"If you have video right now, regardless of how it's being used, you need video analytics."
In part two of our video analytics series, we met back up with Blueprint Managing Director of Innovation and Video Analytics expert Gary Nakanelua on how to leverage video analytics within your business. In this article we discuss the challenges of incorporating video analytics and how Blueprint can partner with you to initiate those first steps and immediately unlock value from your existing video footage.
What are the biggest challenges to incorporating video analytics into an organization?
From the technical implementation side, a lot of organization have problems training data because they don’t have data readily available. Using a retail scenario, say I want to predict the path customers are going to walk when they enter a store so I can optimize the store for Black Friday. Because we are using machine learning and artificial intelligence, we need training data that actually exhibits the behaviors we want to track, which is a pretty heavy ask for most organizations. In that case, we either have to wait 30 to 90 days for the business to collect the necessary footage, we try and find footage somewhere else or we simulate it. But that all does take time.
Another challenge is that people typically equate exploration to a waste of money. Because customers often don’t know where to begin when it comes to video analytics, it typically starts as a conversation to help identify what they don’t know ― exploring the art of the possible. However, companies have real problems that demand real investment, so they expect instant gratification from those investments. A company should understand that exploring what is possible doesn’t mean throwing a bunch of money at things hoping something will stick. Working with Blueprint, that exploration will be targeted and strategic, with a level of specificity that keeps everyone focused.
What are the general steps to setting up a video analytics engagement with Blueprint?
First is the initial assessment, coming in and just getting an idea of not just what equipment they already have, but also what they do and what they want to know. We really immerse ourselves into their world, which is key for us to understand what is working well for them and what their friction points are. We want to identify areas where an immediate impact can be made with video analytics ― it is an approach that allows us to incrementally deliver value to the customer. Then we build, then we implement and then we figure out how to scale it out.
How do you know when it is time to invest in video analytics?
If you are a company that wants to improve customer experience in general, it is time to invest. If you are a company that has held video for years with the hopes of being able to do something with it, it is time to invest. If you have video right now, regardless of how it is being used, you need video analytics. Say you are capturing video from your oil-drilling sites, that is a data source that you are not taking advantage of ― it is an untapped gold mine.
What are the industries that would benefit from video analytics?

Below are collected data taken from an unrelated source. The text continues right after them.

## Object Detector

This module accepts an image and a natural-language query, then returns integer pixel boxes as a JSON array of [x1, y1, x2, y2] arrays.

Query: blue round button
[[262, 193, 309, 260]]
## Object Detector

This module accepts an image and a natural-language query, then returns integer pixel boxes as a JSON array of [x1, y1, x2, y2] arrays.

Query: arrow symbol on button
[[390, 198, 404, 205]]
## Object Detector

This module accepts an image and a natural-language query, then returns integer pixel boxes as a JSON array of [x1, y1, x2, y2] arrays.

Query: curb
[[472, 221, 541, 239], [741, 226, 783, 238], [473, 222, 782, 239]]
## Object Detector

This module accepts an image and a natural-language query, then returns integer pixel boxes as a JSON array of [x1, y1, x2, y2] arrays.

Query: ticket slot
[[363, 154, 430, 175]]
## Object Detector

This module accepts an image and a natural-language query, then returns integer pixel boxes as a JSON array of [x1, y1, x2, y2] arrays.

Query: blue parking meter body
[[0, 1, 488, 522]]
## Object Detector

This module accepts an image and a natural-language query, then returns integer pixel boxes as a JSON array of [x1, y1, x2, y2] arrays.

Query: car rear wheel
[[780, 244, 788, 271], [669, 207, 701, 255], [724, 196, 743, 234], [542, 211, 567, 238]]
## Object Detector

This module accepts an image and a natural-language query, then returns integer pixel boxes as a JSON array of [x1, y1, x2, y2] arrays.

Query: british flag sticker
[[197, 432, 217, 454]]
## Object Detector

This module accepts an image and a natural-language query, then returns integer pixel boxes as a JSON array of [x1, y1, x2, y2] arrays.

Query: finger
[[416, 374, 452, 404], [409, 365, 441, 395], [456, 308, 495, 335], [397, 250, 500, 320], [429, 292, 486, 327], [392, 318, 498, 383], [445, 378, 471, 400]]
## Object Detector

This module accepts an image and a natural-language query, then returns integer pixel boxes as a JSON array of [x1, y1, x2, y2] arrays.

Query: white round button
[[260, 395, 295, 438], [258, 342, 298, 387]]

Retail usually has loss prevention video and oil & gas both tends to have video on hand for safety. The gaming space has a lot of video – e-sports is big business. Really, all industries can utilize video analytics. Video analytics will benefit any company that uses video because of the way we approach it. It doesn’t matter what the video source is, just that it is video. There is another source of video data people may not think about. Video has become a staple of how we communicate now. Everyone is on Teams calls every day ― it is our new normal and how business gets done. Being able to run video analytics on our own meetings could mean making meetings more effective or employees more productive.

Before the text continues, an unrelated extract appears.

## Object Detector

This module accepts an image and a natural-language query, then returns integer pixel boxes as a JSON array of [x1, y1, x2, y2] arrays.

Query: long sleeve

What is the coolest thing you’ve seen done with successful video analytics?
Being able to identify people is also really cool. I saw where video footage was being used to capture images of missing children. I’ve seen efficiency improvements from an operational perspective as well, which was cool. If you think about coffee making, for example, it is almost a dance when they get it really dialed in. When you watch a trained barista, there is a fluidity in those movements with no wasted movement. It is almost like ballet. So, you start to ask from a training perspective, what would it take to get new baristas to that level because you want that same “Swan Lake” happening at all your coffee shops. I’ve seen people starting to take that idea and incorporate it into training and future layouts for locations and that is pretty cool.